Il vous faudra un sens de l’humour particulièrement noir pour apprécier ce film à sa juste valeur. La simple idée d’inclure de la pédophilie et un enfant handicapé dans une comédie gore pourrait en repousser plusieurs. Merci aux interprètes très convaincants, j’ai moi-même ressenti un léger malaise. Trop sérieux pour rire, trop drôle pour ne pas rire, Easter Bunny, Kill! Kill! est un OVNI dans le ciel des comédies d’horreur.
Le film se démarque par plusieurs aspects souvent négligés par les cinéastes amateurs, en commencant par sa distribution. Bien qu’il ait été conçu à Hollywood, Easter Bunny, Kill! Kill! n’a rien d’un film hollywoodien à grands déploiements - tourné en format numérique dans un nombre restreint d’environnements, avec une équipe réduite et de très modestes moyens, il n’a cependant rien à envier aux ligues majeures. Le réalisateur Chad Ferrin (Someone’s Knocking at the Door, Unspeakable) a su choisir son équipe et ses comédiens avec flair, ce qui est tout à son honneur.
Contrairement à votre comédie d’horreur de base mettant en vedette Ron Jeremy, les personnages d’EBKK! sont joués par des comédiens professionnels aussi attachants que détestables. Quand à eux, le directeur photo Giuseppe Asaro (Gag) et le groupe The Giallos Flame assurent l’ambiance du film. Vous l’aurez deviné, l’utilisation des gels de couleurs prononcées et de musiques instrumentales progressives vient rendre hommage aux giallos italiens en beauté. Parlant d’horreur italien, EBKK! renferme sont lot de gore de qualité. Le lapin de Pâques géant n’hésite pas à utiliser tous les outils qui lui tombent sous la main afin d’éliminer les malfrats et ultimement, secourir son plus fidèle admirateur, le pauvre et injustement exploité Nicholas.

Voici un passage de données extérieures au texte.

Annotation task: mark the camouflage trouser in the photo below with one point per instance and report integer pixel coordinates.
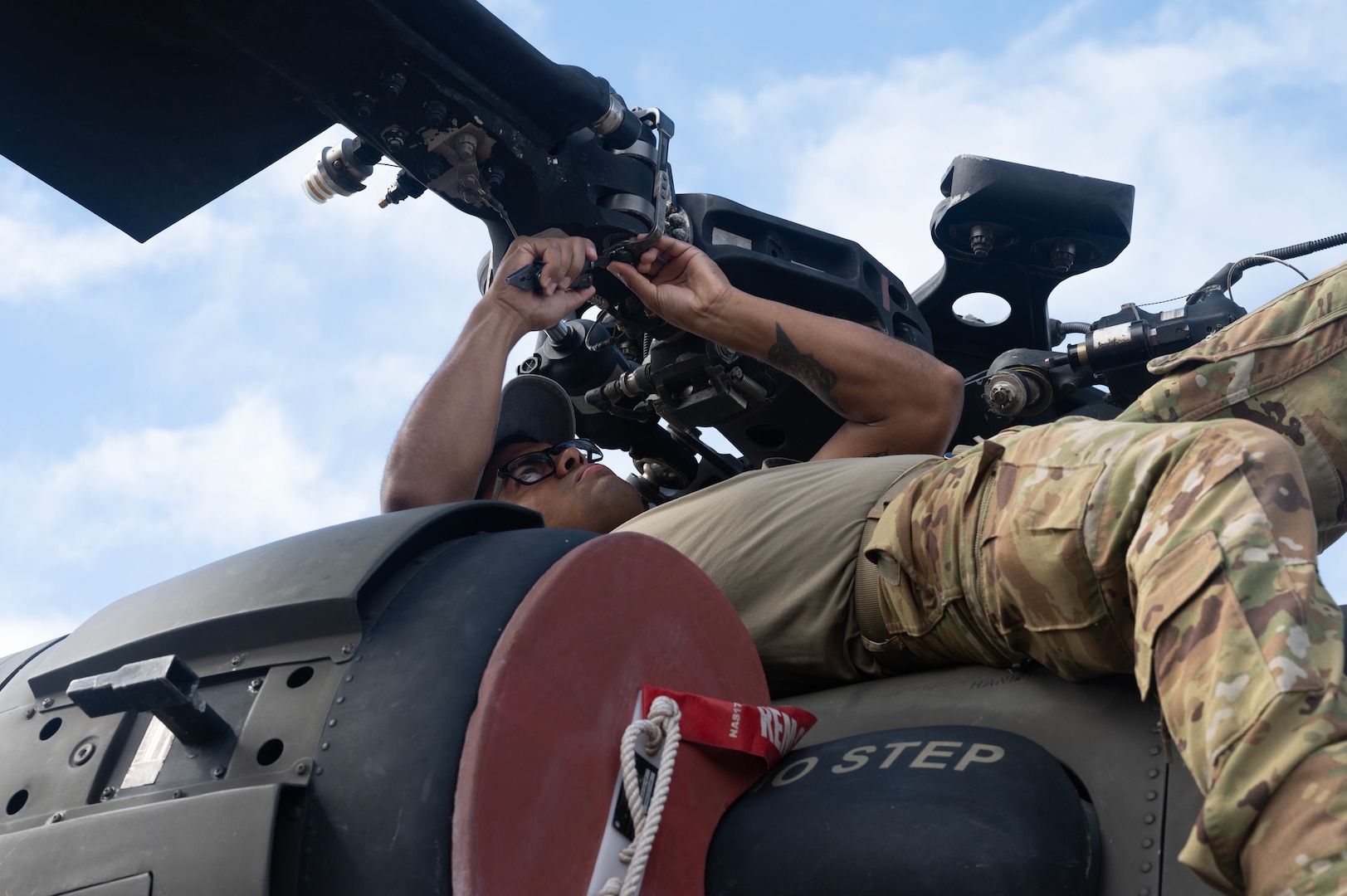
(1183, 554)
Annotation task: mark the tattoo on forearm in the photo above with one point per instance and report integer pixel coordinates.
(804, 368)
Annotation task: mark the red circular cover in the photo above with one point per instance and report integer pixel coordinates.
(540, 757)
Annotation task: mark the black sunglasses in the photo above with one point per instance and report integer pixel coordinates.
(535, 466)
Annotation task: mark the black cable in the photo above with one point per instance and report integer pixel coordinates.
(1290, 252)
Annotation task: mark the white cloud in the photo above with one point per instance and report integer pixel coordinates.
(19, 631)
(1186, 110)
(242, 480)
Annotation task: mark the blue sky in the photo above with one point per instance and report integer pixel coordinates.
(239, 377)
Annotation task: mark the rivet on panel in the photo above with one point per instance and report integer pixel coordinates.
(82, 755)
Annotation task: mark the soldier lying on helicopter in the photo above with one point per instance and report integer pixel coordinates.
(1183, 554)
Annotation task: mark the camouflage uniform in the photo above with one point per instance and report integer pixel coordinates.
(1183, 554)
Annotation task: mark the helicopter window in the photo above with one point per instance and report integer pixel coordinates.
(981, 309)
(271, 751)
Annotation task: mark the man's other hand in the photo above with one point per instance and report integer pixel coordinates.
(564, 259)
(676, 280)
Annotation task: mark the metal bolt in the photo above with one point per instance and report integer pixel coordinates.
(393, 85)
(1063, 256)
(981, 240)
(436, 114)
(465, 146)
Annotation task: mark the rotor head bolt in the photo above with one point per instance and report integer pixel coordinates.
(393, 85)
(981, 240)
(465, 146)
(1063, 256)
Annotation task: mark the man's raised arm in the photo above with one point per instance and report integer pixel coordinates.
(447, 438)
(896, 397)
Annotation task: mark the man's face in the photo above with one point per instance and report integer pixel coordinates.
(578, 496)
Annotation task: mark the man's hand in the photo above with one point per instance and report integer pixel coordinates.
(564, 259)
(864, 375)
(675, 280)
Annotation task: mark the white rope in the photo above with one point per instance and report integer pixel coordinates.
(659, 727)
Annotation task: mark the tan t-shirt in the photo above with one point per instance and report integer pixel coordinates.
(783, 544)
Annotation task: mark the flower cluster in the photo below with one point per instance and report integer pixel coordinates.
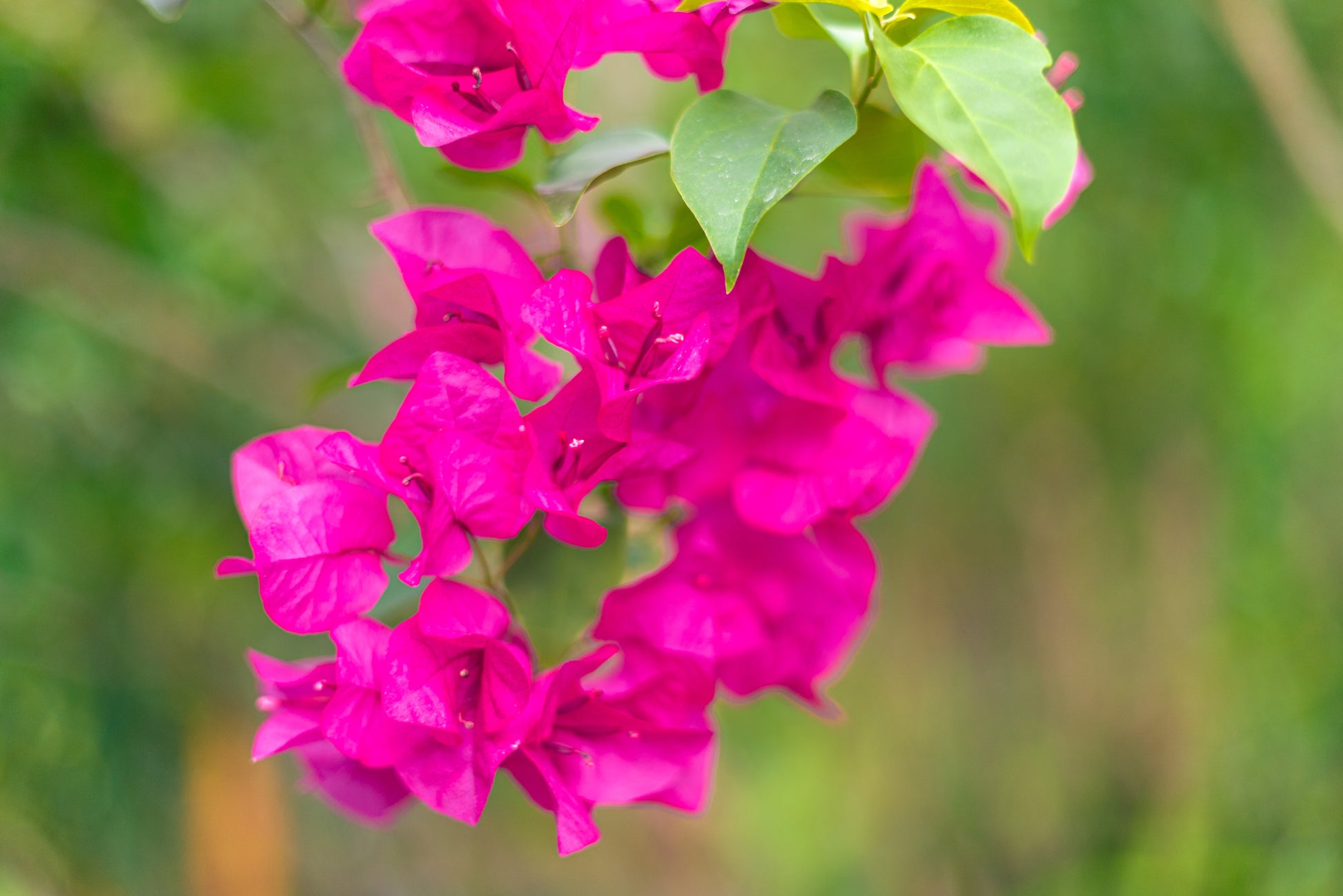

Dans le dernier tournant du film, alors que le scénario semblait prendre un virage un peu trop tiré par les cheveux pour garder sa crédibilité, j’ai cru que le rythme allait se casser, me laissant perplexe devant les décisions prises par Ferrin - Mais surprise! La finale tordue, véhiculant des valeurs familiales très bizarres, m’a fait lever les bras dans les airs, célébrant la naissance d’un petit bijou de cinéma indépendant que je ne suis pas prêt d’oublier.
Slasher, comédie gore, giallo, easterploitation (?!!), appelez-le comme vous voudrez, j’ai tout aimé de ce joyeux amalgame qu’est Easter Bunny, Kill! Kill! C’est vicieux, audacieux, très drôle et sanglant. Enfin une comédie d’horreur qui fait rire. Veuillez accepter, monsieur Ferrin, l’agrément de mes deux pouces en l’air. Je me donne l’obligation de visionner le reste de votre filmographie sans tarder.